CHRIS MILLER FROM LOS ANGELES, CA: On draft day, as the Steelers were searching for a first-round trade partner, before Denver agreed to trade pick No. 10, what if the Raiders agreed to trade pick No. 4 to the Steelers instead? What would the Steelers have done with suddenly having the option of drafting inside linebacker Devin White or inside linebacker Devin Bush? Did the Steelers not scout White as hard as Bush because they figured at pick No. 20, White would be long gone?

ANSWER: The Steelers ended up with the inside linebacker they wanted, with the top inside linebacker on their board, and the only way they were able to come to the conclusion that Devin Bush was the inside linebacker they wanted was by scouting and evaluating all of the players at the position thoroughly.

SETH FIRESTONE FROM ASHBURN, VA: The trade of Marcus Gilbert to the Cardinals brought an interesting trend to my attention. Ever since Bryant McFadden went to the Cardinals, I've noticed a lot of other Steelers players going there. William Gay, LaMarr Woodley, Jonathan Dwyer, Larry Foote. Those are the first few who come to mind. Is there a specific reason why this happens?

ANSWER: It’s really not that complicated. In the case of some of those players, it likely had to do with Ken Whisenhunt and then Bruce Arians being the Arizona coach, and new coaches often feel more comfortable adding players to their locker room who are least somewhat familiar to them. In the case of Marcus Gilbert, I can tell you that in 2018 the Cardinals were ranked 27th in the NFL in sacks allowed per pass attempt. Gilbert is a quality right tackle, and a very good pass blocker.

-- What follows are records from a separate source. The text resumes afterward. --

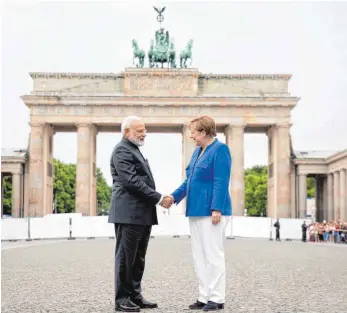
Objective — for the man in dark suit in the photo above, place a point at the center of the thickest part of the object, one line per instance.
(133, 212)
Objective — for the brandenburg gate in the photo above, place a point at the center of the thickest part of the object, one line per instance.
(166, 99)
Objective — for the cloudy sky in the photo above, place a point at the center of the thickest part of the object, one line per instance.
(307, 40)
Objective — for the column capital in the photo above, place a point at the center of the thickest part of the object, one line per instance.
(235, 126)
(78, 125)
(36, 124)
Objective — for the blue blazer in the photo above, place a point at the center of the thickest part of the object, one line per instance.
(207, 182)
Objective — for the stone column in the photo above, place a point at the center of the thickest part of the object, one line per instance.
(16, 194)
(2, 195)
(302, 195)
(325, 198)
(343, 195)
(36, 169)
(188, 147)
(279, 185)
(336, 196)
(330, 194)
(293, 192)
(26, 189)
(234, 135)
(86, 170)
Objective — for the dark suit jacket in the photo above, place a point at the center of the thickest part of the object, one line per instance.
(134, 197)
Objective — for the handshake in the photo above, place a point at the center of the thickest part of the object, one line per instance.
(167, 201)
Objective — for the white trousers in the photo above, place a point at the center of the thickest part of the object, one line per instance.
(208, 255)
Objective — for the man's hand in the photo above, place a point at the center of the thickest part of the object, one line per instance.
(216, 216)
(167, 201)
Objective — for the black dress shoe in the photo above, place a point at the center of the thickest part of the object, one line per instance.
(126, 306)
(197, 305)
(213, 306)
(144, 304)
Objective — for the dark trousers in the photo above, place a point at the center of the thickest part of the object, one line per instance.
(131, 248)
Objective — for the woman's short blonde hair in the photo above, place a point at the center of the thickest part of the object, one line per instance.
(205, 123)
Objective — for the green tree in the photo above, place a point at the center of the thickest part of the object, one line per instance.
(64, 188)
(103, 193)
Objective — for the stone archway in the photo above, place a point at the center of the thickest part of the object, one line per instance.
(166, 99)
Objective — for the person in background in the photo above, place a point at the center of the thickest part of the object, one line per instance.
(208, 206)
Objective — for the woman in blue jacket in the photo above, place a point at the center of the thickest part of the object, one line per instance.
(208, 206)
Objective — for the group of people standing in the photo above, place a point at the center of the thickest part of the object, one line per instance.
(329, 232)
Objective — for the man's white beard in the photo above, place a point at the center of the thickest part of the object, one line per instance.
(137, 142)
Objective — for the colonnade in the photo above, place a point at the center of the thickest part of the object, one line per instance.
(39, 185)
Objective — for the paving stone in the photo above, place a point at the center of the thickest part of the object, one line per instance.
(262, 276)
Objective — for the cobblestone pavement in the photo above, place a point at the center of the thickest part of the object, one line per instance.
(262, 276)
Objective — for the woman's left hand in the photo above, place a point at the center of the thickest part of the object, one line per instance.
(216, 216)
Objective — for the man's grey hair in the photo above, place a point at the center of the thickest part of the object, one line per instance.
(127, 122)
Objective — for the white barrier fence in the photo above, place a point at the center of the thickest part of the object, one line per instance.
(70, 226)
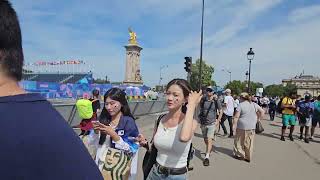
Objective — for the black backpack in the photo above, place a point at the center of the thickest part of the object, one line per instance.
(279, 108)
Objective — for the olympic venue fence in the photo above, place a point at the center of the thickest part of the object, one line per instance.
(138, 108)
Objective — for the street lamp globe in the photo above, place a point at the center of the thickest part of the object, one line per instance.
(250, 54)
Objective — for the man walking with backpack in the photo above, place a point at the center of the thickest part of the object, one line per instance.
(305, 109)
(208, 113)
(228, 104)
(288, 115)
(315, 116)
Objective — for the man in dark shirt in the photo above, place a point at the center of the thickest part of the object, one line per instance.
(36, 142)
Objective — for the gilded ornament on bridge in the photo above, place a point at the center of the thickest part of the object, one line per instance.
(133, 37)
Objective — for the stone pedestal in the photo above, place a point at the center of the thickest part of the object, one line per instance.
(133, 73)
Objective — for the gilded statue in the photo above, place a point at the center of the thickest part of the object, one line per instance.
(133, 37)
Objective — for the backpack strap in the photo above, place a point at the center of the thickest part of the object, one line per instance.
(156, 126)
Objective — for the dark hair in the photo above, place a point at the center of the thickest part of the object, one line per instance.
(185, 86)
(11, 54)
(95, 93)
(105, 118)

CREE ICKES FROM AVENEL, NJ: How do the Steelers approach the signings of their draft picks? I know part of it is based on the position in the draft where they are picked, but do they base it off quality of college play or what they expect them to do over the course of their rookie contract?

ANSWER: NFL rookies are signed based on a slotting system, where the only factor that matters is where they were drafted.

RICHARD FABER FROM JACKSON, MI: Can you explain why the Steelers passed on Mack Wilson in the fifth round? I read a lot of good comments about him prior to the draft.

ANSWER: Why? Because the Steelers traded up in the first round and selected Devin Bush, a guy they believe was the best inside linebacker prospect in the draft. By the time the draft had gotten to the fifth round, the Steelers had moved onto other positions.

ZACH RAVES FROM SCOTTSDALE, AZ: How uncommon is it for a drafted rookie to not receive a contract after training camp? What is the earliest draft pick to whom the Steelers have not offered a contract?

ANSWER: The entire scenario you are proposing is impossible. Players are not permitted to attend training camp without a signed contract. Therefore, if a player attends training camp, he already has been offered, and has signed, a contract.

SCOTT PROFITT FROM MEDINA OH: What is our salary cap situation? Can we make enough room to sign any more free agents? Being very thin at tight end and safety depth, there are a couple players who would definitely help.

ANSWER: In terms of free agency, I believe the Steelers are finished shopping in that area, unless they would find themselves in a desperate situation because of a rash of injuries at a particular position, or if someone special would suddenly come onto the market because of a dumb mistake by another team, as was the case with the Browns cutting Joe Haden in August 2017.